Judge Joseph F. Bianco.

Judge Joseph F. Bianco. Credit: New York Law Journal

A federal judge who has presided over high-profile trials of accused MS-13 gang members on Long Island — but who failed to win the support of New York’s two U.S. senators — has been confirmed by the U.S. Senate to the Court of Appeals for the Second Circuit.

Votes for Joseph Bianco, who works out of the federal court in Central Islip, fell largely along partisan lines, with senators voting 54-42. And Bianco secured the confirmation without backing from Sens. Charles Schumer and Kirsten Gillibrand, the state's two Democrat senators.

The Second Circuit covers Connecticut, New York and Vermont.
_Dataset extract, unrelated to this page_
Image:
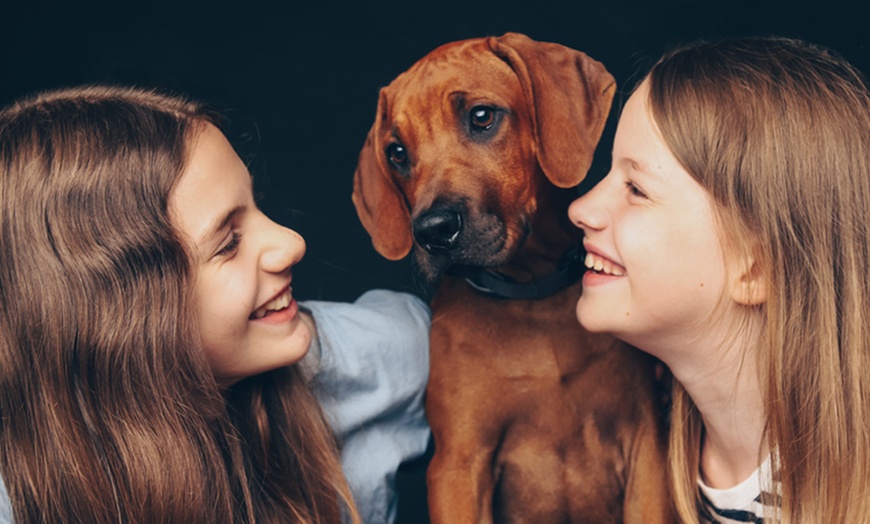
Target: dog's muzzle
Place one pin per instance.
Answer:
(437, 231)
Bianco has presided over cases involving MS-13 since 2011, including a complex case stemming from the indictment of two dozen alleged members on 73 counts of murder, attempted murder, racketeering and other charges. He is currently  presiding in Central Islip on a case of an accused MS-13 gang member charged in the killing of a rival gang member. He could not be reached for comment.

Among his cases are those involving allegations that MS-13 carried out the September 2016 killings of Brentwood High School teenagers Kayla Cuevas and Nisa Mickens, and the hacking deaths of four young men in a Central Islip park in April 2017.
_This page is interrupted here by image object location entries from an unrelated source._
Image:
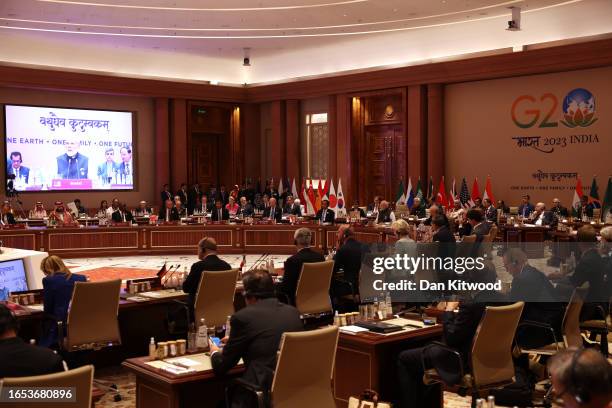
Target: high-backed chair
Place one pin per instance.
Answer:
(215, 297)
(80, 379)
(307, 386)
(92, 319)
(570, 327)
(491, 364)
(312, 293)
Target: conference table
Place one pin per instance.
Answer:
(120, 240)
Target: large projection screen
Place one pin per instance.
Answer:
(50, 149)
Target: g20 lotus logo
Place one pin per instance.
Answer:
(578, 110)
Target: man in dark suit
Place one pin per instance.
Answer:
(16, 168)
(541, 217)
(72, 164)
(325, 215)
(525, 209)
(246, 209)
(348, 260)
(18, 359)
(273, 212)
(490, 211)
(219, 213)
(458, 328)
(194, 196)
(541, 303)
(293, 265)
(209, 261)
(168, 213)
(182, 193)
(166, 194)
(558, 209)
(256, 332)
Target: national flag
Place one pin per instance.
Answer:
(310, 200)
(607, 204)
(594, 194)
(340, 195)
(441, 197)
(475, 192)
(302, 193)
(333, 199)
(430, 196)
(577, 196)
(489, 191)
(410, 194)
(294, 192)
(452, 195)
(400, 197)
(419, 193)
(464, 194)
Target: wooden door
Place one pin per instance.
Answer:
(385, 160)
(205, 161)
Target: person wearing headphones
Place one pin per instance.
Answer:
(255, 335)
(293, 265)
(209, 261)
(582, 378)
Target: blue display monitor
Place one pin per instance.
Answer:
(12, 278)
Bianco himself was the target of a murder plot in connection with the case of Levittown coin dealer Joseph Romano, who was convicted of conspiring to hire two hit men to decapitate the judge and a prosecutor. Prosecutors said Bianco was targeted because, in February 2012, he had sentenced Romano to 15 years in a $19 million coin fraud case.
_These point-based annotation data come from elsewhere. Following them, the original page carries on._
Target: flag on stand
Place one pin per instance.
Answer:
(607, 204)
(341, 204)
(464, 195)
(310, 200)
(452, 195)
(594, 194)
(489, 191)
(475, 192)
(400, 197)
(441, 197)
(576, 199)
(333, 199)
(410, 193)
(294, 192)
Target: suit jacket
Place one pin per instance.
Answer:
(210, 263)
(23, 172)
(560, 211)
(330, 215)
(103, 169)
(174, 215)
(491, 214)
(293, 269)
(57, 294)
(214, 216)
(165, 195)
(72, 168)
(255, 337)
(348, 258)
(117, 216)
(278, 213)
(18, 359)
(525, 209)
In April 2014, Romano was sentenced to life in prison after being convicted in the murder-for-hire plot.

Gillibrand, in a tweet, called him a far-right-wing judicial nominee, adding: “Moving forward on these nominees without the support of both home-state Senators is unacceptable and violates longstanding tradition. As long as Senate Republicans intend to preside over a broken confirmation process, I plan to oppose these — and all — Circuit Court nominations.”

Schumer, who in 2005 supported Bianco's nomination by President George W. Bush for the U.S. District Court, declined to comment when President Donald Trump nominated him for the appeals court in October 2018. Schumer could not be reached for comment Wednesday.

While Bianco has some critics, others praise him for his fairness and legal acumen.

“Everyone I’ve spoken to in the Eastern District, people in the courthouse, prosecutors, even defense attorneys — they all tell me that Judge Bianco is first class,” said Rep. Peter King (R-Seaford). “He’s just terrific . . . He’s a great choice.”

Bianco, appointed by Bush to the U.S. District Court in the Eastern District of New York and, took a seat on the bench in January 2006.

A 1988 Georgetown and 1991 Columbia Law School graduate, Bianco served from 1994 to 2003 as an assistant U.S. attorney in the Southern District of New York, rising to the posts of deputy chief and chief of the organized crime and terrorism unit, according to his online profile on the federal courts website.

He went into private practice for Debevoise & Plimpton in its Litigation Department from 2003 to 2004, the profile said, adding that Bianco returned to the Justice Department and served as Deputy Assistant Attorney General in the Criminal Division in Washington, overseeing the Counterterrorism Section, the Fraud Section, the Appellate Section, and the Capital Case Unit.

He worked there until his appointment to the bench in January 2006.